Graham’s feelings about harvest time are the same ones Bill
Heidig experienced when he hired Graham as Lake Anna’s winemaker
in 2001. Bill knew he was getting a skilled craftsman with fifteen
years of Virginia winemaking experience and a first-class reputation,
but he was looking forward to the surprises, the unexpected. And
Graham has not disappointed, extending the range of Lake Anna’s
wines, experimenting with new varietals and driving significant
production improvements at the vineyard.
A Calling
Graham started his winemaking career at Montdomaine Cellars when
he answered an ad for harvest help back in 1990. He’d recently
returned from California to Holly Hills, the family farm between
Richmond and Charlottesville, and after trying his hand at a number
of trades, was searching for his calling. He found it in that first
harvest. Smitten, he returned to Montdomaine for the bottling, eventually
becoming an assistant to winemaker Shep Rouse, a legend in Virginia
wine circles.
After Dennis Horton, owner of Horton Vineyard, purchased Montdomaine,
Graham began splitting his time between the two wineries and gained
valuable knowledge and expertise working with over twenty different
varieties from four vineyards, and 70 distinct lots of wine with
multiple sublots within each. Graham learned the art of blending
and the necessity of multi-tasking. “It was a great experience
and the work ethic there suited my hands-on approach.” After
being a part of a number of successes, particularly the 1993 Voignier
(“a wine that changed the Virginia wine landscape”),
Graham became the full-time winemaker at Horton Vineyard in 1996.
Five years later, Bill Heidig found that being both vineyard manager
and co-winemaker was not the ideal path to taking Lake Anna to the
next level. Through the well-respected winemaking consultant, Brad
McCarthy, Bill found Graham and hired him as winemaker in 2001.
Approach
“We all make wine pretty much the same way, but often it
is just a matter of doing the right things at the right time, whether
in the vineyard or the winery, recognizing the signs and knowing
what they mean and where things are headed, and what to do about
them. It may be very little, but very important.”

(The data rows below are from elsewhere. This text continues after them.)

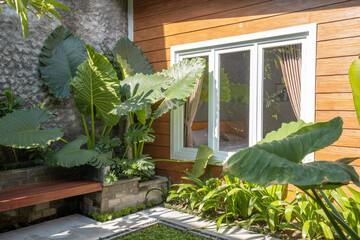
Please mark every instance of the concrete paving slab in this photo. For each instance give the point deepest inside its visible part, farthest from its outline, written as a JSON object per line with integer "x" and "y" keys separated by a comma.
{"x": 79, "y": 227}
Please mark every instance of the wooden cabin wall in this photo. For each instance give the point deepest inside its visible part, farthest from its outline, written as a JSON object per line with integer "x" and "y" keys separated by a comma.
{"x": 160, "y": 24}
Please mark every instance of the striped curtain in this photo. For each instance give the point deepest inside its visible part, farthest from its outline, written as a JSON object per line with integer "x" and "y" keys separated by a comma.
{"x": 191, "y": 107}
{"x": 290, "y": 62}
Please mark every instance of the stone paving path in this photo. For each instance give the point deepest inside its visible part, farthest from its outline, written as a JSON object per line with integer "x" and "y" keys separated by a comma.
{"x": 79, "y": 227}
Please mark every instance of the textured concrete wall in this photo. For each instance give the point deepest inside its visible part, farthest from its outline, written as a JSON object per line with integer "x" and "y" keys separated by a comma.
{"x": 94, "y": 21}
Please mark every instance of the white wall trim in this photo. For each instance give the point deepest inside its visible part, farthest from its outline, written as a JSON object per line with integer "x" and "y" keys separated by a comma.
{"x": 304, "y": 34}
{"x": 130, "y": 20}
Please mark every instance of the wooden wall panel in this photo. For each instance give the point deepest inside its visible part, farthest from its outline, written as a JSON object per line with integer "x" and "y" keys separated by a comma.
{"x": 160, "y": 24}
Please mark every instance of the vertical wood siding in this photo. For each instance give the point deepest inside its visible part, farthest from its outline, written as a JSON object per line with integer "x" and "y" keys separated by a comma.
{"x": 160, "y": 24}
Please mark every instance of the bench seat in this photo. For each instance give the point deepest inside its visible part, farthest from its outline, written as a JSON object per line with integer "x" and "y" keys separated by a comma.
{"x": 27, "y": 195}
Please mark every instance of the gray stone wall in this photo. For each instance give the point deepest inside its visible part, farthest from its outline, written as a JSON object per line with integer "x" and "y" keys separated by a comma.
{"x": 122, "y": 194}
{"x": 94, "y": 21}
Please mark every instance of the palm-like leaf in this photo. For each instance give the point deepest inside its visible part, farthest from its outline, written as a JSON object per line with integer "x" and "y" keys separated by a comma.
{"x": 133, "y": 56}
{"x": 279, "y": 161}
{"x": 61, "y": 54}
{"x": 202, "y": 157}
{"x": 20, "y": 129}
{"x": 142, "y": 91}
{"x": 70, "y": 155}
{"x": 185, "y": 73}
{"x": 96, "y": 84}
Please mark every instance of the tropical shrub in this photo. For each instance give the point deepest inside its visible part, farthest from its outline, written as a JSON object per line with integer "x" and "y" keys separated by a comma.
{"x": 39, "y": 7}
{"x": 278, "y": 160}
{"x": 122, "y": 85}
{"x": 9, "y": 103}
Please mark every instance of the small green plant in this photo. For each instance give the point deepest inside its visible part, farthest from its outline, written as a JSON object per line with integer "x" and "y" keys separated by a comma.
{"x": 9, "y": 103}
{"x": 40, "y": 8}
{"x": 278, "y": 160}
{"x": 159, "y": 231}
{"x": 111, "y": 177}
{"x": 142, "y": 167}
{"x": 140, "y": 206}
{"x": 152, "y": 203}
{"x": 100, "y": 217}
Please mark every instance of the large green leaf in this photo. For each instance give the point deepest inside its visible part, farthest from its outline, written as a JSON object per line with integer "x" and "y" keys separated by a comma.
{"x": 70, "y": 155}
{"x": 354, "y": 77}
{"x": 142, "y": 90}
{"x": 20, "y": 129}
{"x": 96, "y": 84}
{"x": 133, "y": 56}
{"x": 185, "y": 73}
{"x": 60, "y": 56}
{"x": 279, "y": 162}
{"x": 202, "y": 157}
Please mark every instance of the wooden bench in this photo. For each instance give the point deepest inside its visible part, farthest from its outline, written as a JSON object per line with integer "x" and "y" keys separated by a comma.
{"x": 12, "y": 198}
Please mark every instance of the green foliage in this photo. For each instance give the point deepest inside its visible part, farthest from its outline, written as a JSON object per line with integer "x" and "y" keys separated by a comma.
{"x": 305, "y": 215}
{"x": 96, "y": 85}
{"x": 133, "y": 56}
{"x": 142, "y": 90}
{"x": 20, "y": 129}
{"x": 280, "y": 161}
{"x": 159, "y": 231}
{"x": 348, "y": 207}
{"x": 141, "y": 167}
{"x": 138, "y": 133}
{"x": 60, "y": 56}
{"x": 202, "y": 157}
{"x": 9, "y": 104}
{"x": 354, "y": 77}
{"x": 185, "y": 74}
{"x": 39, "y": 7}
{"x": 140, "y": 206}
{"x": 111, "y": 177}
{"x": 71, "y": 154}
{"x": 151, "y": 203}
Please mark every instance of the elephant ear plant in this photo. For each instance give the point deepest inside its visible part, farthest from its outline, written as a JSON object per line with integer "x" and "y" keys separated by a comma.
{"x": 278, "y": 160}
{"x": 124, "y": 84}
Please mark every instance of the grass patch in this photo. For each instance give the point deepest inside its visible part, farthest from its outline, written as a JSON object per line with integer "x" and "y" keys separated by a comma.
{"x": 159, "y": 231}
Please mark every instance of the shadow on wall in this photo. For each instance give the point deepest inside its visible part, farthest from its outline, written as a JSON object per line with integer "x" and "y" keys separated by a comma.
{"x": 91, "y": 20}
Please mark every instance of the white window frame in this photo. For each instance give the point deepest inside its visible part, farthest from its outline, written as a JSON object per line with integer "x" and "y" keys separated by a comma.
{"x": 256, "y": 42}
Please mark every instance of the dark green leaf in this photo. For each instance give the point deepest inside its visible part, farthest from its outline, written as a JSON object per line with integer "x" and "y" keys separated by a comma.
{"x": 185, "y": 73}
{"x": 60, "y": 56}
{"x": 279, "y": 162}
{"x": 202, "y": 157}
{"x": 133, "y": 55}
{"x": 96, "y": 85}
{"x": 71, "y": 155}
{"x": 20, "y": 129}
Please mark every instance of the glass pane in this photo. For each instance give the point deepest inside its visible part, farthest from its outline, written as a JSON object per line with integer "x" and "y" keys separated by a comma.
{"x": 196, "y": 114}
{"x": 282, "y": 68}
{"x": 234, "y": 101}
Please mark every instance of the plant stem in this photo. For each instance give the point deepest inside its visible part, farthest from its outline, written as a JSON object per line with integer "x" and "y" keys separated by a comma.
{"x": 127, "y": 148}
{"x": 338, "y": 217}
{"x": 103, "y": 132}
{"x": 328, "y": 214}
{"x": 15, "y": 155}
{"x": 63, "y": 140}
{"x": 86, "y": 130}
{"x": 92, "y": 124}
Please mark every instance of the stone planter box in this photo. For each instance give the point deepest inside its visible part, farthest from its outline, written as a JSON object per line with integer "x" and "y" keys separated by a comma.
{"x": 25, "y": 176}
{"x": 121, "y": 194}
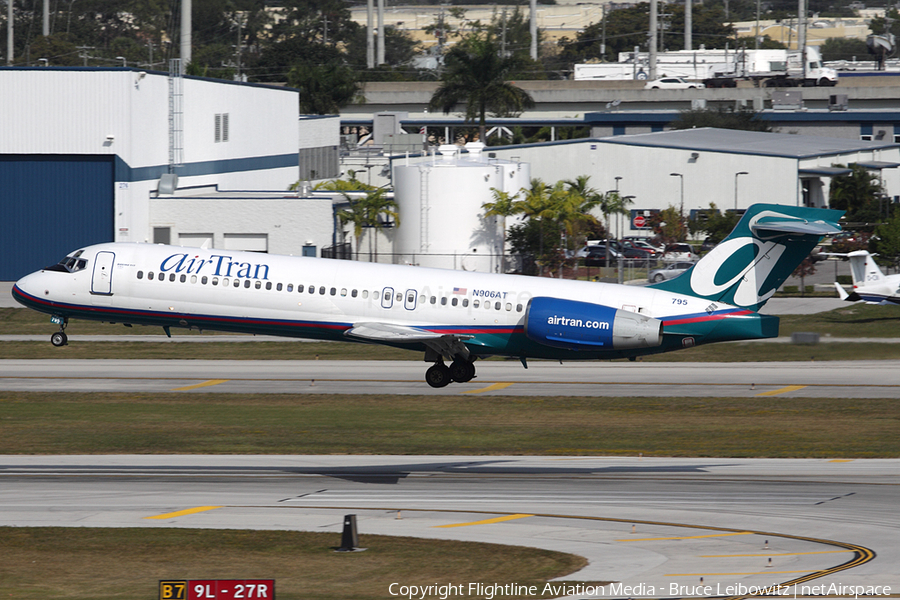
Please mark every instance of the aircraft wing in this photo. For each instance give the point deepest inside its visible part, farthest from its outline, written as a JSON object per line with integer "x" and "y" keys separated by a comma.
{"x": 445, "y": 344}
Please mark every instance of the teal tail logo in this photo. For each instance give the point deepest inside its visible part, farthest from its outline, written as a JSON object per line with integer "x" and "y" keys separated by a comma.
{"x": 768, "y": 243}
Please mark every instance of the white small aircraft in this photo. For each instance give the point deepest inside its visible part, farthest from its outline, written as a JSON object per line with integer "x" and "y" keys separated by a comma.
{"x": 869, "y": 283}
{"x": 455, "y": 316}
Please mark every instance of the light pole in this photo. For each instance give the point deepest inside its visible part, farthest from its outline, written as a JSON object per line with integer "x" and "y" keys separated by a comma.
{"x": 735, "y": 186}
{"x": 681, "y": 206}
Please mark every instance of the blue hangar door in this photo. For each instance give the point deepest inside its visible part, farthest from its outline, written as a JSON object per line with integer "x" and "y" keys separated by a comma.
{"x": 51, "y": 205}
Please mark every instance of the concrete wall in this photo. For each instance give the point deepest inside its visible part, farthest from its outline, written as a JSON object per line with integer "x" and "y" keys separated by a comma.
{"x": 125, "y": 113}
{"x": 289, "y": 224}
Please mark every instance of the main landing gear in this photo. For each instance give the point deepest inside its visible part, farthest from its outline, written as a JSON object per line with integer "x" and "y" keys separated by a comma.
{"x": 439, "y": 374}
{"x": 60, "y": 338}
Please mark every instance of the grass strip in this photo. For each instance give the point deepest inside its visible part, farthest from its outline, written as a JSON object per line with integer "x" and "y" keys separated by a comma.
{"x": 208, "y": 423}
{"x": 107, "y": 563}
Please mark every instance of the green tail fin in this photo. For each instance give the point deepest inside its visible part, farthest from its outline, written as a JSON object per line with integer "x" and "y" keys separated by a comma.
{"x": 768, "y": 243}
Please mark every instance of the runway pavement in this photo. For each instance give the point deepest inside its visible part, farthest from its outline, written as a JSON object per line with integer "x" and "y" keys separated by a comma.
{"x": 647, "y": 523}
{"x": 834, "y": 379}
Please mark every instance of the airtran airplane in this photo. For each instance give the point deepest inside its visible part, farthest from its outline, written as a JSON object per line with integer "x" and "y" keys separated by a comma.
{"x": 453, "y": 317}
{"x": 869, "y": 283}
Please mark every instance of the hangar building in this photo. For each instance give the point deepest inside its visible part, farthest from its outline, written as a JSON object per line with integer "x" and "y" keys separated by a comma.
{"x": 85, "y": 153}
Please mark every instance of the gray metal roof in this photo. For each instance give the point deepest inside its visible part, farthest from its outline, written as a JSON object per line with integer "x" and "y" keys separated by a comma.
{"x": 748, "y": 142}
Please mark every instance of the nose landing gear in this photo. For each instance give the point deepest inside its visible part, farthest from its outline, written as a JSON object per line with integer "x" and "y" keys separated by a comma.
{"x": 60, "y": 338}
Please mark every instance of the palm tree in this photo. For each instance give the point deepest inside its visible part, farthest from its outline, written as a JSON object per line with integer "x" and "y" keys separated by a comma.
{"x": 356, "y": 214}
{"x": 536, "y": 205}
{"x": 584, "y": 199}
{"x": 475, "y": 73}
{"x": 503, "y": 206}
{"x": 378, "y": 205}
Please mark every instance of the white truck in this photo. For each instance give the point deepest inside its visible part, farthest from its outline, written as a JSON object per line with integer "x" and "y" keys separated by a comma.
{"x": 719, "y": 68}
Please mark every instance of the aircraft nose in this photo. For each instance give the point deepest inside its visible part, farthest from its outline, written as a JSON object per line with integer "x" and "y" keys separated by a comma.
{"x": 27, "y": 288}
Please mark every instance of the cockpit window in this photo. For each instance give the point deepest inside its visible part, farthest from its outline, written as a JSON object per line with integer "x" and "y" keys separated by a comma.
{"x": 69, "y": 264}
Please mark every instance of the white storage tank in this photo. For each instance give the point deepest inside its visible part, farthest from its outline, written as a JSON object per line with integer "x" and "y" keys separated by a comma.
{"x": 442, "y": 222}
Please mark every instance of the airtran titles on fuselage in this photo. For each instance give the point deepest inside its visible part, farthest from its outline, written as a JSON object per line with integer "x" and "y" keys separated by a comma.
{"x": 217, "y": 265}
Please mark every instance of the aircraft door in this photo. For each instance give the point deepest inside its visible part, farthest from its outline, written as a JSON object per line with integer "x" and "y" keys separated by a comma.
{"x": 387, "y": 297}
{"x": 409, "y": 301}
{"x": 101, "y": 280}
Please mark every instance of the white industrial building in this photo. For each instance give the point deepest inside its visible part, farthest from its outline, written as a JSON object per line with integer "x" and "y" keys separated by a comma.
{"x": 87, "y": 155}
{"x": 691, "y": 168}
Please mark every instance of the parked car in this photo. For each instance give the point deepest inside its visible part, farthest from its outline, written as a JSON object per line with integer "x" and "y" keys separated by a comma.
{"x": 596, "y": 256}
{"x": 679, "y": 252}
{"x": 640, "y": 245}
{"x": 668, "y": 272}
{"x": 645, "y": 242}
{"x": 637, "y": 254}
{"x": 673, "y": 83}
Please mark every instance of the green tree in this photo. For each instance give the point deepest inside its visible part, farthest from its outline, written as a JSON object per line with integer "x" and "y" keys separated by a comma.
{"x": 324, "y": 89}
{"x": 475, "y": 74}
{"x": 503, "y": 206}
{"x": 859, "y": 193}
{"x": 382, "y": 211}
{"x": 886, "y": 241}
{"x": 371, "y": 211}
{"x": 584, "y": 200}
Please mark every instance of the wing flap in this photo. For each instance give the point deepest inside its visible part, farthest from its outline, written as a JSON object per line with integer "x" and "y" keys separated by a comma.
{"x": 389, "y": 332}
{"x": 448, "y": 345}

Graham’s fifteen years of making wine in Virginia have taught
him the importance of blending and a good structural balance, especially
with reds. “Blending is a combination of making the best wines,
being true to varietal character and finding a home for everything.
I love it when you can create that synergy that really works out
of wines that, by themselves, have some inherent deficiencies.”
Now at Lake Anna for three years and with numerous awards on the
mantel, Graham looks forward to the next set of surprises while
remaining true to his guiding principal: “Winemaking is mostly
about guiding the grapes into becoming the best wine that they are
capable of. Not always successfully, but always the goal.”